O promotor de Justiça de Proteção aos Direitos Humanos de Londrina, Paulo César Vieira Tavares, pediu nesta terça-feira (30) a instauração de um inquérito policial para apurar vídeo de cunho racista realizado pelo estudante de Direito Pedro Bellintani Baleotti, de 25 anos. No vídeo, feito no último domingo de eleição (28), ele diz: "indo votar... com arma, faca, pistola e o diabo. Louco pra ver um vagabundo com camiseta vermelha e já matar logo. Ó (vira o celular para um motociclista que está na sua frente), tá vendo essa negraiada aí? Vai morrer, vai morrer! Aqui é capitão!". O estudante usava a camisa do presidente eleito, Jair Bolsonaro.
"Recebi na segunda-feira (29) a gravação desse cidadão em que ele claramente incita a prática e discriminação de raça. Evidentemente está praticando crime de racismo, conforme a Lei nº 7.716, de 5 de janeiro de 1989", declarou Tavares em entrevista à FOLHA. "A pena é de 1 a 3 anos e multa. No entanto, pode haver um aumento na pena, pois foi praticado pelos meios de comunicação social. Neste caso, a pena é de 2 a 5 anos de reclusão e multa", explicou. O vídeo teria sido compartilhado pelo Whatsapp com alguns amigos, de acordo com a versão de Baleotti.
Segundo Tavares, casos como esse são considerados "não tão frequentes". "O racismo é praticado não só dessa forma. O mais comum é praticado de forma silenciosa. O racismo brasileiro é implícito. O mais importante deixar claro é que aquele que comete crime tem que ser penalizado. E ele induziu e incitou a discriminação de raça, de cor", explica. A Promotoria de Justiça já trabalha no combate ao racismo desde 2012 junto com outras entidades da cidade, entre movimentos sociais e universidades, para que as denúncias possam chegar com mais rapidez ao Ministério Público. "Nós temos que combater com todas as forças, pois ele traz problemas para toda a população em todos os setores."
No entanto, o promotor ressalta que ao mesmo tempo em que muitas pessoas se sentem encorajadas para praticar o crime de racismo, várias outras pessoas estão denunciando. "Assim, nós estamos conseguindo oferecer mais denúncias envolvendo racismo na sociedade.
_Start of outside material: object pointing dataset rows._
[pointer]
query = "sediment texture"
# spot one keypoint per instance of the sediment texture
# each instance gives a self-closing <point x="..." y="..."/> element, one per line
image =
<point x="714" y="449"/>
Desde um crime na sala de aula até em um ambiente comercial, por exemplo. É um trabalho de desconstrução do racismo. Foram quase quatro séculos de escravidão. No Brasil, os negros chegaram e permaneceram sendo tratados como objeto durante muitos séculos. Por isso, nós vamos acompanhar esse inquérito e, se possível, acelerá-lo também e oferecer uma denúncia criminal."
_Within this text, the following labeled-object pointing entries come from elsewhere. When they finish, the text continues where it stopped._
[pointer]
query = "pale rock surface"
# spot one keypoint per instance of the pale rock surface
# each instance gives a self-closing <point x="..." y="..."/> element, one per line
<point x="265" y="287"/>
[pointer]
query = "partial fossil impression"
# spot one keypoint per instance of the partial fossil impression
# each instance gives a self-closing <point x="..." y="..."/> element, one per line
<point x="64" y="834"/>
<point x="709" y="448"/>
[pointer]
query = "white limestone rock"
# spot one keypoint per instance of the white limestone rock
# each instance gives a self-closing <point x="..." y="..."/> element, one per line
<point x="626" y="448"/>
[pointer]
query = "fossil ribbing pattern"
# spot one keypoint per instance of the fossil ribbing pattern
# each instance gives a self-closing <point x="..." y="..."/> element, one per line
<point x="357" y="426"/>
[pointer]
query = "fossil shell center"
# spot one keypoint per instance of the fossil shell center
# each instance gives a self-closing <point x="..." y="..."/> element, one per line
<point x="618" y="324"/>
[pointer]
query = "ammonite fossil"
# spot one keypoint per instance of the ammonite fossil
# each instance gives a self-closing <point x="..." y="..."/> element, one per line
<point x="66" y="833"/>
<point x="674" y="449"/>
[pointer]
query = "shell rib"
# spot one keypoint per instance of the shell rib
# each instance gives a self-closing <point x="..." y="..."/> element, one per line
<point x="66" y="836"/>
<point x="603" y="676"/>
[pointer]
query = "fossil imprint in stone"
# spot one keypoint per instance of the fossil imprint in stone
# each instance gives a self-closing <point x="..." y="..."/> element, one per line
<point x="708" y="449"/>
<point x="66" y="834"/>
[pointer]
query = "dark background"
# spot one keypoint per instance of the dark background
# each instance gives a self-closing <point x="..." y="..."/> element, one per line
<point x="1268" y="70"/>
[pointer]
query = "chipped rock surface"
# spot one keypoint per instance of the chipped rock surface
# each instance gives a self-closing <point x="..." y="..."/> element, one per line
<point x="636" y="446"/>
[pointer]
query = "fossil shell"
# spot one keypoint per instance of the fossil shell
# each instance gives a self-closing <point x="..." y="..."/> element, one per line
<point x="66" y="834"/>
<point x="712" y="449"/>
Para Tavares, é fundamental o MP atuar junto com as universidades e sociedade civil. "O racismo ficou arraigado e está muito presente. Isso foi passado de geração para geração. É preciso trabalhar isso com as pessoas mais novas e as mais velhas também, demonstrando a importância da diversidade e dos respeito por todas as raças, cores, etnias, religiões e culturas para que possamos ter uma sociedade muito mais justa e igualitária", aponta.
A Subseção de Londrina da OAB (Ordem dos Advogados do Brasil), por sua Diretoria, repudiou o conteúdo dos vídeos. "A conduta do autor do vídeo configura prática criminosa, ao lado de demonstrar ausência de princípios éticos a balizar a conduta do indigitado cidadão. A atitude é incivilizada e não se coaduna com o Estado Democrático de Direito, razão para esta Subseção de Londrina da Ordem dos Advogados do Brasil exigir das autoridades públicas completo esclarecimento dos fatos, com a consequente responsabilização do autor do vídeo perante a lei."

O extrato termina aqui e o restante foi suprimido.